The Alliance for Better Access is now five years old. Across those years we have done almost everything you can imagine to help our politicians understand the need to improve the mental health policies of Medicare (meetings with both sides of government, petitions, youtube clips, radio interviews, television, email campaigns, memes, etc). Our position has gradually evolved over time to align with feedback and current debate in the mental health care sector. Now it’s time for us once more to pause, reflect on where we are presently at, and decide what our position is currently.

In 2011 we formed the Alliance for Better Access to stop Labor from cutting the Better Access to Mental Health Care program. We were unsuccessful, which meant that Medicare support for psychological care was reduced from an upper limit of 18 appointments down to just 10 visits. After several years of campaigning, with little effect, we changed our position. We developed a detailed model of psychological care based on treatment guidelines and dose-response studies. Our revamped model recommended access to at least 15 to 20 visits of psychological care for the treatment of common mental disorders. By costing our proposal and linking it with the best research data available, we hoped that our political leaders would hear us. As many of you would know, Australia’s Medicare system still covers just 10 visits.

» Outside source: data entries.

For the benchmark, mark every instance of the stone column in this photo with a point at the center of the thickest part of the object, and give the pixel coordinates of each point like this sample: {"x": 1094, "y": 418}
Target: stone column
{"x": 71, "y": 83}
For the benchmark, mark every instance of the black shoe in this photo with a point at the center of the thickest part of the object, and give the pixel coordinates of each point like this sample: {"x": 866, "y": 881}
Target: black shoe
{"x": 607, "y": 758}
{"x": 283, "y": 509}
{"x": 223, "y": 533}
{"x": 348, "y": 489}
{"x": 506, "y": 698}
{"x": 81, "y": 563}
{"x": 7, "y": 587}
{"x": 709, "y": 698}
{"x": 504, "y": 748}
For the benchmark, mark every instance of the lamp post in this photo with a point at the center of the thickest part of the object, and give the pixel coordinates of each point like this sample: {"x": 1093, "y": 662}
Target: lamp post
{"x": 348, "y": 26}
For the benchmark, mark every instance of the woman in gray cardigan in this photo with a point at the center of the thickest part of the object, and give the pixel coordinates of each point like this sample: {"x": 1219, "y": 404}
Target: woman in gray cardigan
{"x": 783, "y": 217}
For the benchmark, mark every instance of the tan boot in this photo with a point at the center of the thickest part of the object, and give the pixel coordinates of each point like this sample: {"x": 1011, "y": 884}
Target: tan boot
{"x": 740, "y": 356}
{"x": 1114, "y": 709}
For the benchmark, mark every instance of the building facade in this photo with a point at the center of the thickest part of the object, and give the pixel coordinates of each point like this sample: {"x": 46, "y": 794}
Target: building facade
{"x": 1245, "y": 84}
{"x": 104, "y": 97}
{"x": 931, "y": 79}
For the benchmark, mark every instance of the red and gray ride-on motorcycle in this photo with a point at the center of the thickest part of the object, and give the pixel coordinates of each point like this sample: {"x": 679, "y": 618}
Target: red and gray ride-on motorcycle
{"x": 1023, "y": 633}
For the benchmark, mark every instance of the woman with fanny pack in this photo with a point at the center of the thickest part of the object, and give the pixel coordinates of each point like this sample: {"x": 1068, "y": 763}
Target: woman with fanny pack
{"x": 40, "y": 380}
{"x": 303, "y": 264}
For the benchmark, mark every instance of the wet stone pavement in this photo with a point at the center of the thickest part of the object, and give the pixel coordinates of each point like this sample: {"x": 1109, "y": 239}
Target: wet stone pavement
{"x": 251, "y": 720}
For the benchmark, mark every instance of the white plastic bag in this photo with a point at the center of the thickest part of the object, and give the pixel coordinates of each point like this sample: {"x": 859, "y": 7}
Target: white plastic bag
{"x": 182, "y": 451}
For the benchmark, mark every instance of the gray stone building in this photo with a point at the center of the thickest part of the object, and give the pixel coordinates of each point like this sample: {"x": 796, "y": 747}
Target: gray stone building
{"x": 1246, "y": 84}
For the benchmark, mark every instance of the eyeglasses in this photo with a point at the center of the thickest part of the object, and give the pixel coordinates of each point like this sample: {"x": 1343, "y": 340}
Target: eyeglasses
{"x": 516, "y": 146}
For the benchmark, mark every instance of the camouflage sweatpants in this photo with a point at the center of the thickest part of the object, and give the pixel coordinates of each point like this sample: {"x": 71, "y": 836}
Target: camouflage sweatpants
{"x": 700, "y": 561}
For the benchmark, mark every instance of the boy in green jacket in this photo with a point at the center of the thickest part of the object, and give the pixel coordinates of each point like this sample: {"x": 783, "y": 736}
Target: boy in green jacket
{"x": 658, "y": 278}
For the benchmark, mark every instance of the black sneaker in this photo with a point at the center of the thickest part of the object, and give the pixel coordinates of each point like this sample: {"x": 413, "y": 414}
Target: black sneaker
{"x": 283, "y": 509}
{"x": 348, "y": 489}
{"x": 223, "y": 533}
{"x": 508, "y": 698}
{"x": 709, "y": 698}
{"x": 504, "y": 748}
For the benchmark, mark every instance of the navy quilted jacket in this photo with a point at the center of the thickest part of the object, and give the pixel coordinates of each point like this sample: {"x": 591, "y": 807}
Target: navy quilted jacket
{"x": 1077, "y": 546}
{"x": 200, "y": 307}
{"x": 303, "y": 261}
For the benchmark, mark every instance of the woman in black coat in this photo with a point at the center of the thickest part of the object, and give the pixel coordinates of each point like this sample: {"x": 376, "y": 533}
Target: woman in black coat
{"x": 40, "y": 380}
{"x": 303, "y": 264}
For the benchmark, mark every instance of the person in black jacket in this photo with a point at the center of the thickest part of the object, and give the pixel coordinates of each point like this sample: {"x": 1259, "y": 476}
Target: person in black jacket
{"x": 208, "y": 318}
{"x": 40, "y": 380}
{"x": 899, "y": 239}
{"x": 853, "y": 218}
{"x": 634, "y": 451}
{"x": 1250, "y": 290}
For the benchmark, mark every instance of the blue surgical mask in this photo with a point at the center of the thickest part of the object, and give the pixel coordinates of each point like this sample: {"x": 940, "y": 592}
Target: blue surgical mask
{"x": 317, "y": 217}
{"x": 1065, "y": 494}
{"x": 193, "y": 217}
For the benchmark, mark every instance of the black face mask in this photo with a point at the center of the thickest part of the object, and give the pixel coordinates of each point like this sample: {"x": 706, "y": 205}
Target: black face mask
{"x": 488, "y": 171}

Several recent reports have called for better access to therapy. We told the National Mental Health Commission that ten visits were not enough in 2014 which resulted in a clear expression of public and expert opinion. Statements across the volumes of the report confirmed our view that the number of sessions of psychotherapy people can access should be based on complexity and individual need rather than a predesignated number of appointments. The recent Royal Commission redress and civil litigation report into institutional child sexual abuse states that symptom-based criteria are not a useful way to decide who should be eligible to access to psychological care. It recommends that Medicare support for psychological care should not require a diagnosis and that there should not be restrictions on the number of counselling sessions available. These principles of mental health care for trauma survivors are appropriate, not only for survivors of childhood trauma, but also for the wider public. If we are going to address mental health problems early in our society, then we need to help people connect with those who can support them.

On that basis we have asked members of the Alliance for Better Access whether we should change our position to reflect these calls for more flexible access to care, personally-tailored to individual need. Our group of roughly 1,500 people have contributed together and debated all of the issues. In the weeks ahead we will share our vision as a group for a better Medicare system.